- Born: 1744
- Died: 1815 (aged 70–71)
- Occupation: Poet
- Children: Margaret, Jane, Elinor and Elizabeth
- Relatives: Dewi Havhesp
- Writing career
- Genre: Welsh poetry

= Robert Williams (poet) =

Welsh poet (b. 1744 to d. 1815)

Robert Williams was a Welsh poet who wrote most of his poems about agriculture and nature.

Roberts was born at Pandy Isaf, Tre Rhiwedog, Bala, but little else is known about his life.

He learned bardic conventions from the well-known teacher Rolant Huw (1714-1802), and himself taught the better known Ioan Tegid (John Jones, 1792-1852) and others. One of his pupils was his nephew, the hymn-writer William Edwards (1773-1853).
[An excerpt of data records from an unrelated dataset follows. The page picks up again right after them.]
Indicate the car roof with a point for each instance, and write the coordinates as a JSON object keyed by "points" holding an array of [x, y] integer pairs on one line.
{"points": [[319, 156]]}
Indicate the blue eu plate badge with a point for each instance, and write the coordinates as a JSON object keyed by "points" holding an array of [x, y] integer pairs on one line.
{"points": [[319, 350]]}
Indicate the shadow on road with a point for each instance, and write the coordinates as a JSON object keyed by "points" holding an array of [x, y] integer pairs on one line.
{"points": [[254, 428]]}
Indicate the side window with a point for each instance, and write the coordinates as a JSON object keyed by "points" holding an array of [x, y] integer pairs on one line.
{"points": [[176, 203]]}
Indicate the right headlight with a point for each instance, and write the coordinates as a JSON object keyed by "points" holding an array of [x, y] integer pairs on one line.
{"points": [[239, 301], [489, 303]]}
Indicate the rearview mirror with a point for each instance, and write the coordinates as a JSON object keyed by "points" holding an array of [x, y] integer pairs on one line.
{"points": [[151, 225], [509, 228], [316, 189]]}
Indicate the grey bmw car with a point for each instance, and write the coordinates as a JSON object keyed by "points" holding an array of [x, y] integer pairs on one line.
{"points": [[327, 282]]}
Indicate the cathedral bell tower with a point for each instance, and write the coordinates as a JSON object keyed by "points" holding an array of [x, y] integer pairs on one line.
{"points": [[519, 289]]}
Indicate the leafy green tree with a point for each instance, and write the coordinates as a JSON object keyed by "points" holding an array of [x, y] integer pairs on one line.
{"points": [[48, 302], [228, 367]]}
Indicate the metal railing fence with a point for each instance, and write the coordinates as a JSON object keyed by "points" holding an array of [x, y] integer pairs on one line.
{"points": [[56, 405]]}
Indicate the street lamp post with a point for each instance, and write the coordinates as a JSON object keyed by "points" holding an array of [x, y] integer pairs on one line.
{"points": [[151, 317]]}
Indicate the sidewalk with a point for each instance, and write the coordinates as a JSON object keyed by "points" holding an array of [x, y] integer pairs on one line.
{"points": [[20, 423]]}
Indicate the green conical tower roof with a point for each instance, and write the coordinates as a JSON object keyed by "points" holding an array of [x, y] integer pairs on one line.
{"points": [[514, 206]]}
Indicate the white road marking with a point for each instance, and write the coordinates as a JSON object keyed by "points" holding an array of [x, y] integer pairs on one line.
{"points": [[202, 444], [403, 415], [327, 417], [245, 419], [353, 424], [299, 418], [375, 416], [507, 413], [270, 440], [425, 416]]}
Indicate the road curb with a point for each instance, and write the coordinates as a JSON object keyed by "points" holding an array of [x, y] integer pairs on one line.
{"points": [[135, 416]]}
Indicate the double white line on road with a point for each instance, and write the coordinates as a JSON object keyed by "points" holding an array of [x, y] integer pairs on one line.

He was also related to Dewi Havhesp.

Signing himself 'C.C.' ('Friend of the Cymmrodorion'), Williams wrote an elegy on the death of Richard Morris of Anglesey, and a cywydd on the subject of the Day of Judgement, which Rolant Huw considered in the same class as the work of Goronwy Owen and William Wynn of Llangynhafal on the same subject. He also wrote a poem to Dafydd Ionawr (David Richards), and exchanged englynion with Twm o'r Nant (Thomas Edwards). Most of his work is of local interest, carols, and 'club songs'.

Williams' elegy to the Methodist leader Peter Williams was one of only two works of his to be published, but selections from his work were printed by O. M. Edwards (Cymru Fydd, iv, 41-4; Cymru, ii, 210-3; Beirdd y Bala, 40-8), from whom most of the knowledge about his life comes. He was buried at Llanfor on 1 September 1815.